Dozens of volunteers gathered in Vancouver over the weekend to be trained on how to respond, should the "Big One" hit B.C.

A simulation was held at the city's special disaster training site on Saturday. Actors laid "injured" on ground, buses were covered in rubble and small fires burned to portray what the city would look like after an 8.7-magnitude earthquake.

"This is as realistic as it can get. If you look at the downtown core, how dense it is, the way buildings are constructed ... things will come down [in a natural disaster] — you will see rubble piles," said Emergency Management Capt. Whitfield Crump.

whitfield crump Heavy Urban Search and Rescue

Capt. Whitfield Crump with Heavy Urban Search and Rescue said Vancouver is overdue for "The Big One." (Mike Zimmer/CBC)

Vancouver's Neighbourhood Emergency Assistance Team (NEAT) is made up of volunteers who are trained to support emergency responders in the face of disaster.

The group holds the simulations once a month.
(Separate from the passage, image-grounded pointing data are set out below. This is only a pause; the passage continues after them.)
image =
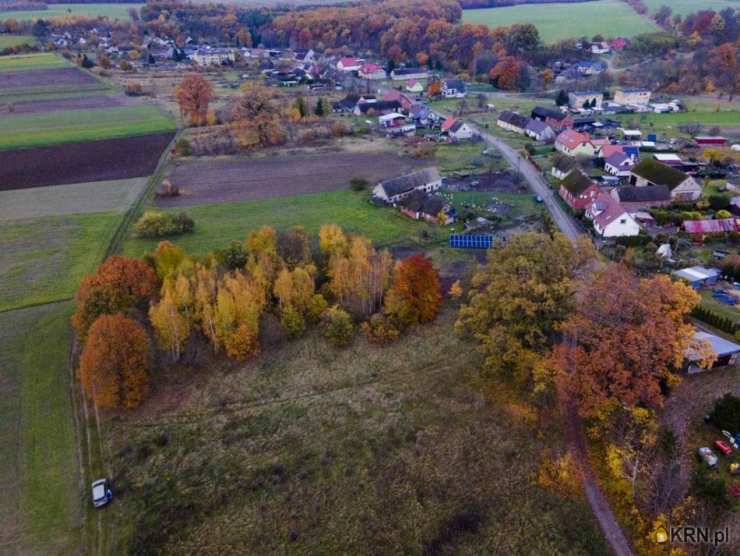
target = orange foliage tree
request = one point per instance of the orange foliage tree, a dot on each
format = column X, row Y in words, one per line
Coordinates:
column 120, row 283
column 625, row 338
column 114, row 366
column 416, row 292
column 193, row 95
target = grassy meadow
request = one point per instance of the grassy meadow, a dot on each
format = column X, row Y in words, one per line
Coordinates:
column 44, row 259
column 50, row 128
column 313, row 450
column 40, row 507
column 556, row 22
column 217, row 225
column 113, row 11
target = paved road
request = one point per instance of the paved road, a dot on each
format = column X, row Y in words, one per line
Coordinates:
column 537, row 184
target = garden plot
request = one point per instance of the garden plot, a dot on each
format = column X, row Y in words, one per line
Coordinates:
column 81, row 198
column 246, row 179
column 111, row 159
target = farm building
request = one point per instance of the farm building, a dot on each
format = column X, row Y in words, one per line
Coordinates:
column 651, row 172
column 454, row 88
column 610, row 219
column 633, row 96
column 539, row 131
column 395, row 189
column 718, row 226
column 578, row 100
column 636, row 198
column 698, row 276
column 554, row 118
column 578, row 190
column 512, row 121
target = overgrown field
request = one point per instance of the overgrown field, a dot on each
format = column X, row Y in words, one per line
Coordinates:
column 40, row 502
column 44, row 259
column 556, row 22
column 218, row 224
column 50, row 128
column 114, row 11
column 81, row 198
column 394, row 450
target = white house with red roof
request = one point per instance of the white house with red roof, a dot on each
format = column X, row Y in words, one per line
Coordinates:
column 610, row 219
column 371, row 71
column 349, row 64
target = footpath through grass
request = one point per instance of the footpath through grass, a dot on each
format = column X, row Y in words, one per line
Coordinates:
column 50, row 128
column 218, row 224
column 39, row 506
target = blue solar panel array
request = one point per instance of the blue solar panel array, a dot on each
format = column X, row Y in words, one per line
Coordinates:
column 484, row 241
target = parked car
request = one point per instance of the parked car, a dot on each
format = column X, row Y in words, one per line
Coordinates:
column 723, row 447
column 101, row 492
column 708, row 456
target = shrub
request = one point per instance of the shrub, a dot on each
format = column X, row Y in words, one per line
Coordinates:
column 338, row 327
column 726, row 413
column 161, row 224
column 380, row 330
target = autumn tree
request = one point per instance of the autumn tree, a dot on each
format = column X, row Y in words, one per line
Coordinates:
column 416, row 292
column 193, row 95
column 518, row 299
column 625, row 339
column 114, row 365
column 119, row 284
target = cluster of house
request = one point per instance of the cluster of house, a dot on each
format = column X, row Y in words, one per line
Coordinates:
column 415, row 196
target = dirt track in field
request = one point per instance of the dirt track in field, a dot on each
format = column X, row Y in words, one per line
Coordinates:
column 81, row 103
column 240, row 179
column 112, row 159
column 45, row 78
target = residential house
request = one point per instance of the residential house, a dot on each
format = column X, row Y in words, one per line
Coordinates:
column 395, row 189
column 578, row 190
column 413, row 86
column 684, row 188
column 347, row 65
column 573, row 143
column 717, row 226
column 698, row 276
column 554, row 118
column 638, row 198
column 632, row 96
column 371, row 71
column 539, row 131
column 578, row 100
column 454, row 88
column 404, row 74
column 512, row 121
column 457, row 129
column 377, row 108
column 562, row 167
column 610, row 219
column 420, row 205
column 619, row 164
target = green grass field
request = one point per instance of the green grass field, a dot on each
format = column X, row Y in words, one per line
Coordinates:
column 684, row 7
column 556, row 22
column 9, row 41
column 217, row 225
column 114, row 11
column 39, row 508
column 44, row 259
column 51, row 128
column 22, row 62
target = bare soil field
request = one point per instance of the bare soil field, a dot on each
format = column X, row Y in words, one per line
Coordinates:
column 81, row 103
column 244, row 179
column 43, row 78
column 112, row 159
column 79, row 198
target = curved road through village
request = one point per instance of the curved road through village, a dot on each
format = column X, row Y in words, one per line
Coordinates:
column 574, row 427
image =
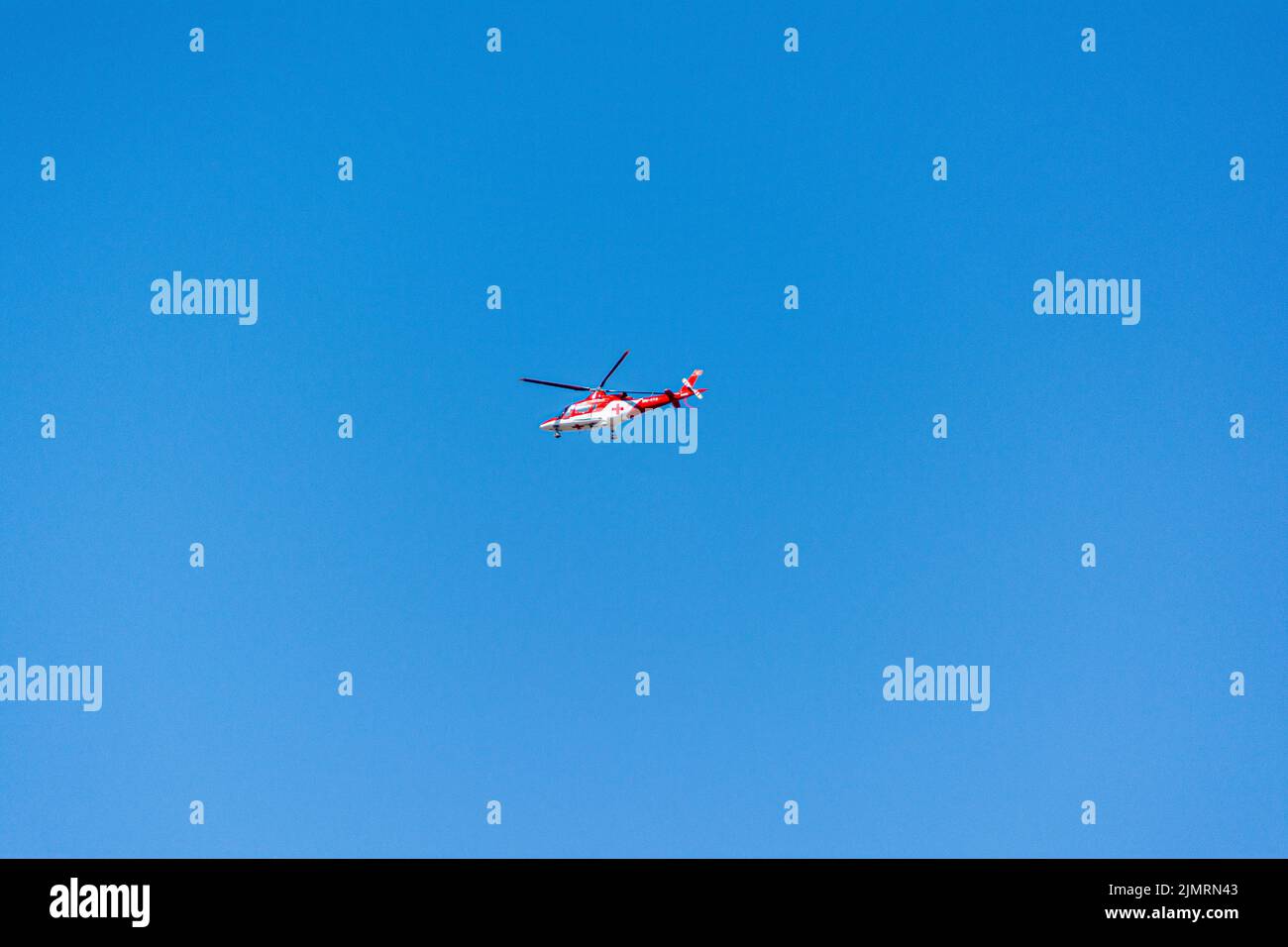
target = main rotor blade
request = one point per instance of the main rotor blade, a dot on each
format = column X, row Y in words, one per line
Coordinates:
column 614, row 368
column 555, row 384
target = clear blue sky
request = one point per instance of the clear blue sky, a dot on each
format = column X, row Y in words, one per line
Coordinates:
column 518, row 684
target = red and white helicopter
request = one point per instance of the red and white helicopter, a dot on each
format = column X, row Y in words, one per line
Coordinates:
column 613, row 408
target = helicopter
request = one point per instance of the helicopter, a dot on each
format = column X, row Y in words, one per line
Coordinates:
column 603, row 407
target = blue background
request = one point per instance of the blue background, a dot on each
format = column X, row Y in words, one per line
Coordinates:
column 768, row 169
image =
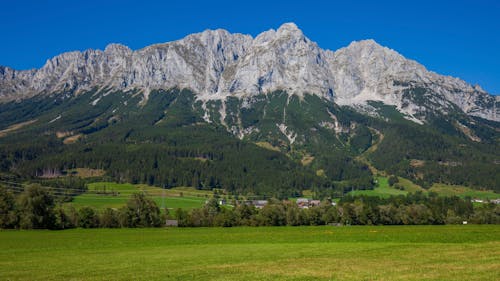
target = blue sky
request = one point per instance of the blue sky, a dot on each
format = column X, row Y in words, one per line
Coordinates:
column 458, row 38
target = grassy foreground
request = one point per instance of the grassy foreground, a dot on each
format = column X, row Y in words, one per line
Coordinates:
column 265, row 253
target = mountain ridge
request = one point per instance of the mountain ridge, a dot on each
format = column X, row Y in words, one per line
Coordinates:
column 216, row 64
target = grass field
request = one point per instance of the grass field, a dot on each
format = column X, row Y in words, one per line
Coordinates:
column 382, row 189
column 186, row 198
column 462, row 191
column 458, row 252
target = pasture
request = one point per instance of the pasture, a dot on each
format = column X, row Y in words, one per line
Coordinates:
column 459, row 252
column 103, row 195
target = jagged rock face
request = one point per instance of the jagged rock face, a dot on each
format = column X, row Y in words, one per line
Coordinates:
column 216, row 64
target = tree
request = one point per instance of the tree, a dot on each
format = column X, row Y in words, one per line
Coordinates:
column 141, row 211
column 36, row 207
column 393, row 180
column 88, row 217
column 109, row 218
column 8, row 217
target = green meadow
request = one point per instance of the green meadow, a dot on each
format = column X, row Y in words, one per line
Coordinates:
column 454, row 252
column 384, row 190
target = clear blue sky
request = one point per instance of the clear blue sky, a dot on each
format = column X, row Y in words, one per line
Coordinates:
column 458, row 38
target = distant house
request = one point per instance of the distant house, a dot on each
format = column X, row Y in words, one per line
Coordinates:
column 303, row 203
column 313, row 203
column 171, row 223
column 259, row 204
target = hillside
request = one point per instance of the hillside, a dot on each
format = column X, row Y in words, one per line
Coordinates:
column 273, row 115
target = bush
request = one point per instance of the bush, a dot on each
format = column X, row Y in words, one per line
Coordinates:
column 88, row 218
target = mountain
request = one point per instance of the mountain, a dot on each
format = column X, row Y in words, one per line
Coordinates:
column 274, row 112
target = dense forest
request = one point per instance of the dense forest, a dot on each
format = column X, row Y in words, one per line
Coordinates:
column 275, row 145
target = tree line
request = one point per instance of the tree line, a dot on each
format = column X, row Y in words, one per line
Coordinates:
column 37, row 208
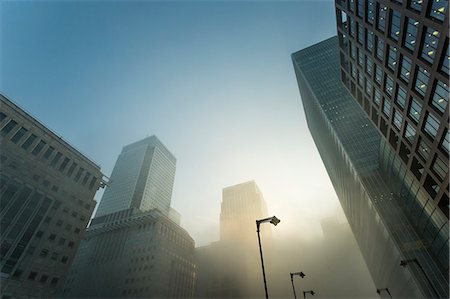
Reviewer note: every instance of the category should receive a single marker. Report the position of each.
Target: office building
(231, 267)
(378, 193)
(46, 189)
(142, 177)
(134, 247)
(241, 206)
(133, 254)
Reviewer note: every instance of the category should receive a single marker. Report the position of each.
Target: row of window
(44, 278)
(56, 158)
(435, 10)
(431, 124)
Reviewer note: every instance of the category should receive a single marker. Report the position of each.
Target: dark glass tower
(370, 181)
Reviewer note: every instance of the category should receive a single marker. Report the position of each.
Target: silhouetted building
(231, 268)
(142, 178)
(133, 254)
(387, 209)
(241, 206)
(46, 189)
(134, 246)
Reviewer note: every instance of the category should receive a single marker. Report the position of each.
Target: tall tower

For April, the new Bicycle Emergency Response Team was put to the test.

Amid a disaster, bikes would be able to manoeuvre through the city, even if major roads were destroyed. Cyclists would bring medical supplies, water and other emergency supplies to victims across the city. 
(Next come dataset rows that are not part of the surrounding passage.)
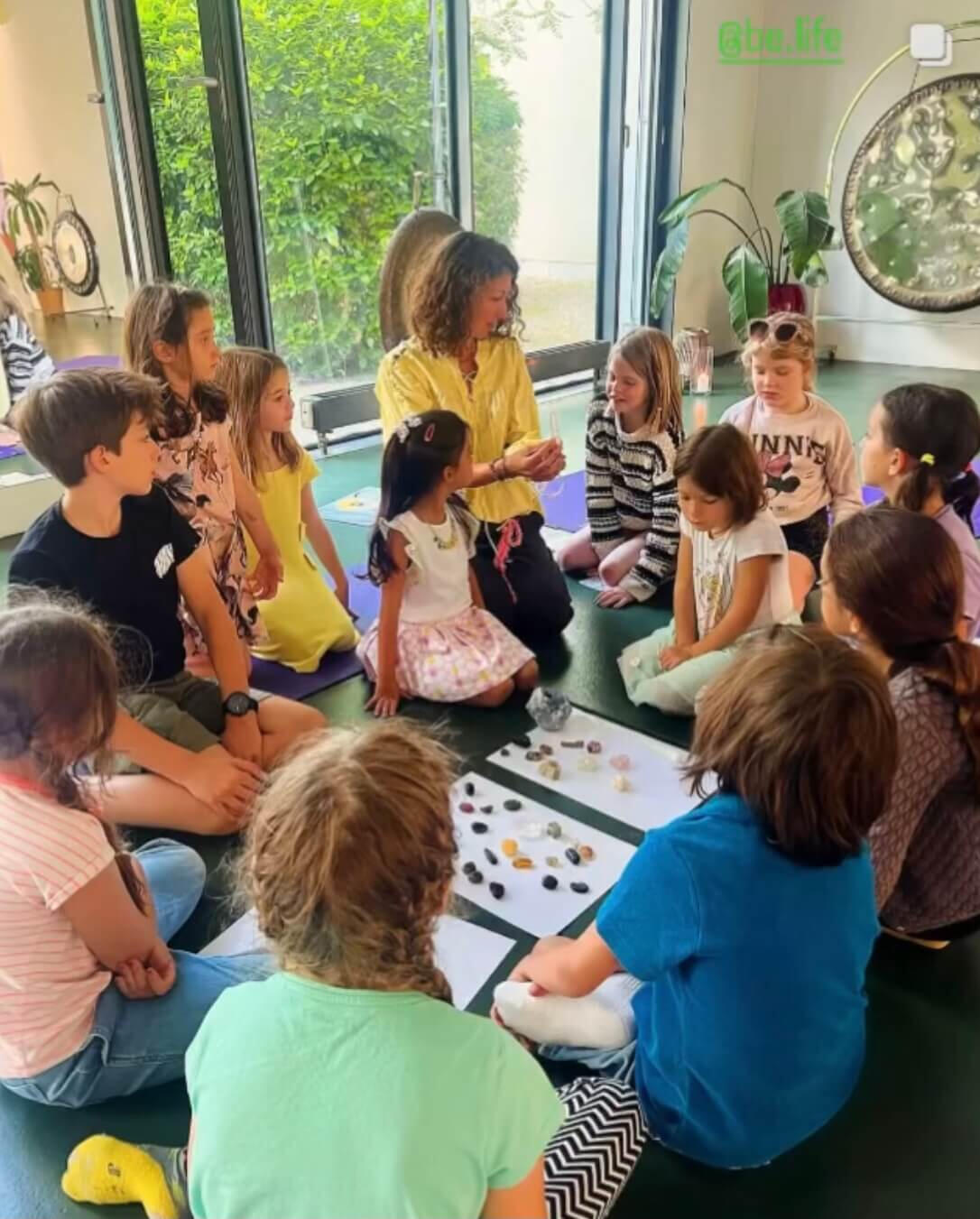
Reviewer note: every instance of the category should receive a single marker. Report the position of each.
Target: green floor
(903, 1147)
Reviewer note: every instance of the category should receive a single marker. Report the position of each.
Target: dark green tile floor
(907, 1142)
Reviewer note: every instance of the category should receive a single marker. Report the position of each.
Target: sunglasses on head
(781, 333)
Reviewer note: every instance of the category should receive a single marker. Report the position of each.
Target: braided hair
(938, 428)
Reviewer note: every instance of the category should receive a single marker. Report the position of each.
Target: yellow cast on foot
(107, 1170)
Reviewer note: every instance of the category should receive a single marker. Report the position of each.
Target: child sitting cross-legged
(193, 750)
(347, 1084)
(747, 924)
(733, 573)
(93, 1003)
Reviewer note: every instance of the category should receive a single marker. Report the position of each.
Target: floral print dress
(195, 471)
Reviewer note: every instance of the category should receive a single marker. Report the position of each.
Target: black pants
(809, 537)
(542, 605)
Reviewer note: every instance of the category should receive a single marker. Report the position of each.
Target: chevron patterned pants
(595, 1150)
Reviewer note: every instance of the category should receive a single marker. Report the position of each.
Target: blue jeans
(136, 1044)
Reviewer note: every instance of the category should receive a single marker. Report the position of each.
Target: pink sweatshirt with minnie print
(807, 458)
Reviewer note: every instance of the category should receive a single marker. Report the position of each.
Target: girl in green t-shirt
(347, 1084)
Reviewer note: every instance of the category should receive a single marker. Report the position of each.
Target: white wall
(719, 125)
(559, 88)
(48, 125)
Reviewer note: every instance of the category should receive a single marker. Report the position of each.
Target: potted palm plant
(756, 272)
(27, 217)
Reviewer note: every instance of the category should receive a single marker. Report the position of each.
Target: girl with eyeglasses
(803, 445)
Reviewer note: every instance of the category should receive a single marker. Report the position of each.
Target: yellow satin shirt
(499, 406)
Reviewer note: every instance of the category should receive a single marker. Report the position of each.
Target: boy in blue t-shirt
(751, 919)
(115, 542)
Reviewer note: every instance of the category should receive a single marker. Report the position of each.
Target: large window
(537, 100)
(177, 88)
(291, 136)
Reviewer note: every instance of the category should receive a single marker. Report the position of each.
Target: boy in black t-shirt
(116, 542)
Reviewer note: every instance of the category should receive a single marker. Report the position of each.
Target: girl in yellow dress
(305, 618)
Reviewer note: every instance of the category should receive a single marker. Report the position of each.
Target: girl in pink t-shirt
(170, 336)
(802, 444)
(83, 924)
(918, 448)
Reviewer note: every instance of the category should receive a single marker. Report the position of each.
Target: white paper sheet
(525, 902)
(656, 794)
(553, 538)
(466, 954)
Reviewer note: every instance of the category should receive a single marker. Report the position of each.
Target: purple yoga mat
(88, 362)
(365, 603)
(563, 501)
(279, 679)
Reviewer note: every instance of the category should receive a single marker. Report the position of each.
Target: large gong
(911, 208)
(75, 254)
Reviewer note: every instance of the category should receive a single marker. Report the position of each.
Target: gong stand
(874, 198)
(76, 257)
b.c. earthquake simulation

Members of the city's Bicycle Emergency Response Team were also at the simulation. (Mike Zimmer/CBC)

Capt. Brian Bogdonavich with Heavy Urban Search and Rescue said bikes could be a key component of disaster response.

"We expect that, in the downtown core, we won't be able to move fire trucks around," the firefighter said.

The concept for the cycling group is modelled after similar hubs in U.S. cities like San Francisco and Seattle.​

mock earthquake b.c.

The training exercise was meant to portray a situation in which a building had collapsed. (Mike Zimmer/CBC)

"It's really important that people take responsibility for themselves. We can't assume the city is going to be there when we need them to be," said Vancouver-based volunteer Ann Pacey.

Members of the Canadian Armed Forces are also being trained to respond to a megathrust earthquake on the West Coast.

The military plan, code-named Operation Panorama, would see thousands of members deployed to B.C. to help with emergency relief.

There have been no earthquake-related deaths in modern Canadian history, but Vancouver is expected to suffer serious damage and casualties in the event of a catastrophic earthquake.